Accusation de viol: la cour d’appel de Versailles confirme le renvoi en procès d’Achraf Hakimi
Accusation de viol: la cour d’appel de Versailles confirme le renvoi en procès d’Achraf Hakimi

La cour d’appel de Versailles a confirmé ce vendredi le renvoi d’Achraf Hakimi devant la cour criminelle des Hauts‑de‑Seine, validant ainsi la tenue du procès pour viol prévu dans les prochains mois.

Renvoi du dossier et position de la défense

Après avoir entendu les arguments de Me Fanny Colin, l’avocate du footballeur, la chambre de l’instruction a rejeté la demande de non‑lieu présentée le 13 juin, alors que le joueur, 27 ans, était en tournée avec le PSG pour la Ligue des champions.

Me Colin a rappelé la « multitude d’éléments à décharge » révélés par l’enquête, estimant qu’ils auraient conduit à un non‑lieu dans toute autre affaire, et a dénoncé les contradictions de la partie civile ainsi que des tentatives d’obstruction à la vérité.

Chronologie de l’incident et version de la plaignante

Le 25 février 2023, aux alentours de 17 h, une femme s’est présentée au commissariat de Nogent‑sur‑Marne pour signaler un viol survenu la nuit précédente. L’auteur de la plainte aurait rencontré la victime sur Instagram le mois précédent et, après plusieurs refus, elle aurait accepté un rendez‑vous chez Hakimi.

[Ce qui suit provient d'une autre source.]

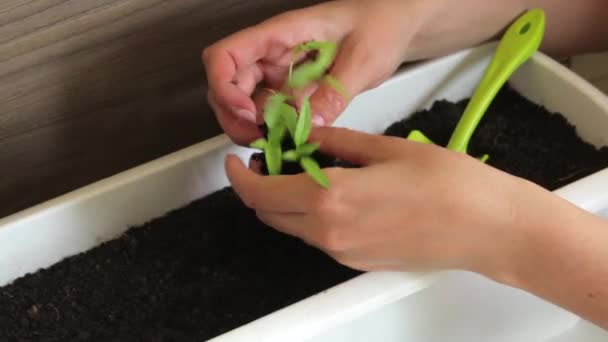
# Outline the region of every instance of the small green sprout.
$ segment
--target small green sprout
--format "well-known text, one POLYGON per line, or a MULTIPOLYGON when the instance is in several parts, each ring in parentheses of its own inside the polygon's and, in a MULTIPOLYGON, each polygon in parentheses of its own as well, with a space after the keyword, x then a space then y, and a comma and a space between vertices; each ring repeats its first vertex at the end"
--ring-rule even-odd
MULTIPOLYGON (((324 81, 346 97, 346 90, 338 80, 326 75, 335 58, 337 45, 333 42, 317 41, 300 44, 294 49, 294 60, 301 53, 311 51, 317 51, 314 61, 304 62, 295 68, 295 61, 292 61, 289 67, 287 87, 289 89, 301 88, 311 82, 324 81)), ((264 106, 264 122, 268 127, 267 136, 255 140, 249 146, 264 151, 269 175, 281 174, 283 161, 296 162, 319 185, 328 188, 329 181, 313 158, 313 154, 320 145, 316 142, 308 142, 312 129, 310 101, 305 98, 298 113, 293 106, 287 103, 292 98, 284 92, 275 92, 270 96, 264 106), (283 140, 287 133, 292 139, 294 148, 282 151, 283 140)))
POLYGON ((317 51, 314 61, 304 62, 293 70, 293 62, 290 65, 288 85, 290 88, 302 88, 311 82, 320 80, 334 61, 338 46, 332 42, 311 41, 298 45, 294 54, 297 56, 302 52, 317 51))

Selon son témoignage, elle l’a retrouvé à 1 h 17 et décrit une succession d’embrassades, de tentatives de toucher la poitrine et les fesses, suivies d’une mise à califourchon et d’une pénétration digitale. Elle aurait quitté les lieux à 2 h 21, prétextant un problème professionnel.

L’accusée a affirmé que la médiatisation, plus que l’acte, la blesse, et a insisté sur le rejet de toute plainte officielle, préférant préserver sa famille.

Défense, témoins et enjeux judiciaires

Hakimi maintient que les faits sont « faux », rappelant des baisers consensuels et une caresse sur le bas du dos avec l’accord de la victime. Il a confié se sentir « tranquille » et laissera la justice suivre son cours.

Le dossier cite également deux attestations de Kylian Mbappé, coéquipier proche, qui indique que le défenseur lui aurait parlé de « caresses sur des parties intimes », sans jamais percevoir de refus. Mbappé a d’abord fourni un document considéré à charge, puis en a ajouté un second pour préciser son point de vue.

Le procès, qui se tiendra à la cour criminelle des Hauts‑de‑Seine, risque d’engager plusieurs mois d’instructions, avec la possible audition de Mbappé comme témoin.